Birla panel for body to deal with insider trading

PRESS TRUST OF INDIA  
MUMBAI, JUNE 4: The Kumarmangalam Birla committee on corporate governance has suggested that a separate group be set up to develop necessary safeguards for companies to effectively deal with insider information and against insider trading.

The committee, set up by the Securities and Exchange Board of India (SEBI), in its first meeting here today also decided to set up three sub-groups to focus on each of the constituents of corporate governance, shareholders, board of directors and the management.

The group sought to first identify and define the rights, roles, responsibilities and accountability of these constituents before determining the lacunae in present regulations and developing instrumentalities to achieve desired levels of governance.

It agreed that the objective of corporate governance would be the "enhancement of long-term shareholder value while at the same time protecting the interests of other stakeholders".

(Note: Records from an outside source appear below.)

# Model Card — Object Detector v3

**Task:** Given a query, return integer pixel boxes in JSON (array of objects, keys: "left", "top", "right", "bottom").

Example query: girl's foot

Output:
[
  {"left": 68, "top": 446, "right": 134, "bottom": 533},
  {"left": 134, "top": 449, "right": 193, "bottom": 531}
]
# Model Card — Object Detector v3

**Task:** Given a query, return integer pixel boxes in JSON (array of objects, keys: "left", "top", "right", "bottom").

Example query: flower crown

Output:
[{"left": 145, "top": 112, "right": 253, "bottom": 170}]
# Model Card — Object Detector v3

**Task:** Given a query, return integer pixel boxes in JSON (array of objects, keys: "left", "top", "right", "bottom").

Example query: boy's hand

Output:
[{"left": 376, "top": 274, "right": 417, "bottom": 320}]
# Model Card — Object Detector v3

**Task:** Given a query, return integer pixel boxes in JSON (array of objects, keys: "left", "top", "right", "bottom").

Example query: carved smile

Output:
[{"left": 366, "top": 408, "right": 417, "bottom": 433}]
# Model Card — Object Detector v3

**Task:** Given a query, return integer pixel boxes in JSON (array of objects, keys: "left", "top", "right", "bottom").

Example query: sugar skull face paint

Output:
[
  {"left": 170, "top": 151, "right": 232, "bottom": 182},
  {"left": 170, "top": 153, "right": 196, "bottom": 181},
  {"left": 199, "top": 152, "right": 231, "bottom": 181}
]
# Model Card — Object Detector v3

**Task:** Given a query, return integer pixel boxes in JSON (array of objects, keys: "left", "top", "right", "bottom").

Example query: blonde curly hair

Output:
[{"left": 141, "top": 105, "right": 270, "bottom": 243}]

In a statement, SEBI chairman D R Mehta said "it is imperative for companies tomaximise shareholder value and wealth". While some companies had voluntarily established a code of governance, there were many others who were not paying adequate attention to the needs of shareholders, he said.

Besides, investors have also suffered on account of unscrupulous companies which have raised capital from the market at high premium and at the hands of promoters who allotted themselves preference shares at high premium, Mehta said stressing on the need for corporate governance in India.

The Birla committee, set up with a mandate to suggest changes in the listing agreement to promote corporate governance, would also draw up a code of corporate best practices, the statement said.

The group discussed various international codes and reports on governance, such as the Cadbury committee, Greenbury committee, the Hampel committee, the combined code of corporate governance in the UK, the OECD draft code, the US Blue-Ribbon committee code and the CII code of desirable corporate governance.

The panelalso decided to take the benefit of institutions and chambers of industry who have done considerable work in the area of corporate governance.

Meanwhile, to promote corporate governance, SEBI has taken steps like strengthening disclosure norms for initial public offers, mandating cash flow, fund flow and the utilisation and end use of funds statements.